Меня не задел нравственный аспект исключения из Союза Писателей. Я принимала его как установленные положения природы и не задумывалась над их целесообразностью. Не могу сказать, чтобы родители от меня скрывали происходящее. Они разговаривали с утра до вечера в малогабаритной двухкомнатной квартире, где на фоне их разговоров жила я.
«Система такая, система сякая» – в семидесятые годы я всё это принимала теоретически, занятая жизнью грёз. Убедило меня только чтение Бердяева в годы перестройки. Он вписался в мои грёзы и потряс меня даже не тем, о чём пишет, а как пишет. Оказывается, можно, оказывается, моя мысль – не социальная, не гражданственная, не умная, не сильная – тоже
имеет право на существование. Изо всех, кого я прочитала к тому дню, никто так не писал. Речь домашняя, интеллигентная, он замечает то, что кажется несерьёзным, не стоящим внимания, что-то интимное, домашнее, языком необязательным, несовершенным, безбоязненно. При чтении Бердяева во мне росло восхищение его мыслью, удивление общностью наших с ним ощущений и реакций, таких узнаваемо русских, интеллигентных, настолько мягких, человечных, не притязающих на силу, не притязающих на знания, только размышление, только любопытство к мысли и ощущению, – и одновременно поднимался протест против тех, кто лишил меня и всю нацию наслаждения знать Бердяева с начала собственного пути, формироваться под влиянием его мысли, читать его книги, возможно, слышать запись его выступлений, смотреть о нем передачи по телевизору.Поднять руку на такого человека, изгнать его из страны могла только преступная человечеству власть.

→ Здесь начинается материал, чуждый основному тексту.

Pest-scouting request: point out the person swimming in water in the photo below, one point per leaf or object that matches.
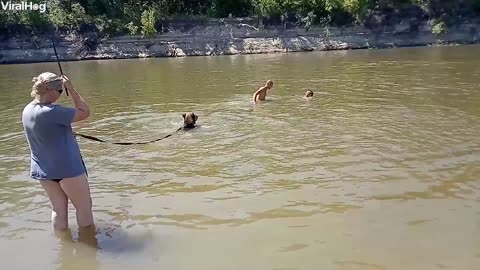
(261, 93)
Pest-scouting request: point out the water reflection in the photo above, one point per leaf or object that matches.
(81, 254)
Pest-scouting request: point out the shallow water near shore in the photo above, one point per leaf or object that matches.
(380, 170)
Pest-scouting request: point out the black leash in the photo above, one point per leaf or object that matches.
(58, 62)
(124, 143)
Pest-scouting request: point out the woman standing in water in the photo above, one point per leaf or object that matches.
(55, 159)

Принципы свободы мысли и слова специально в нас не воспитывались, они сложились во мне сами собой и, как мне казалось, не имели противостояния ни с чьей стороны.
Так я и росла, следуя своей естественной реакции на происходящее, в атмосфере родительского с ней согласия. Нам повезло: в нашей маленькой семье царствовали гармоничные отношения людей с похожими интересами и реакцией.
Учительница биологии, женщина средних лет, стояла, скрестив неординарные ноги, и я наблюдала, как ниже юбки они закручивались одна за другую, – поэтому услышала тему разговора, только когда тот перешёл на повышенные тона. Биологичка толковала о книге «Сионизм – это опасно». Я не знала слова «сионизм» и попросила его объяснить. Мне не стоило спрашивать, обычно у неё была нелогичная речь, и в этот раз оказалось невозможным понять даже, за кого она выступает – за или против книжки.
Получив внятное объяснение дома, я не совсем поняла, отчего гитлеровский нацизм обрушился на безобидных евреев.
– Да первые в мире нацисты были евреи! – воскликнул папа и полез на полки за Библией.
После прочно заложенного во мне детским садом, школой и семьёй интернационального воспитания такое заявление, да ещё исходящее из папиных уст, меня ошарашило. Мир становился всё более противоречивым.
– Да? – подозрительно вопросила я у последнего оплота справедливости – мамы.
– Конечно, – в тон папе ответила мама.
– Они же первые провозгласили себя избранной нацией, и гитлеровский нацизм был реакцией на нацизм еврейский! – папа ещё сердился на моё заявление и восстанавливал справедливость.
Идея осталась в голове, однако не изменила моего мировоззрения, тем более, что восстановив справедливость, оба моих беззлобных родителя снова стали человеколюбами, и по-прежнему среди их друзей неизбежно оказывались евреи, о которых я только и знала, что они журналисты, писатели и художники, интересные и талантливые люди, коллеги родителей, собутыльники в Доме Литераторов, – короче, творческая среда.
На подмосковной станции, возвращаясь от сотоварища после бурной встречи, пьяный папа упал под перрон и домой добрался на следующий день с кровоподтёком на лице. Мама долго не могла успокоиться.
– Однажды тебя заберёт милиция, – нервничала она, когда папа уже был в состоянии её слушать. – И с тобой сделают, что угодно. Костей не соберёшь.
– В милиции не бьют, – возразила я, воспитанная на «дяде Стёпе, милиционере» и на скромном милицейском герое советского кинематографа.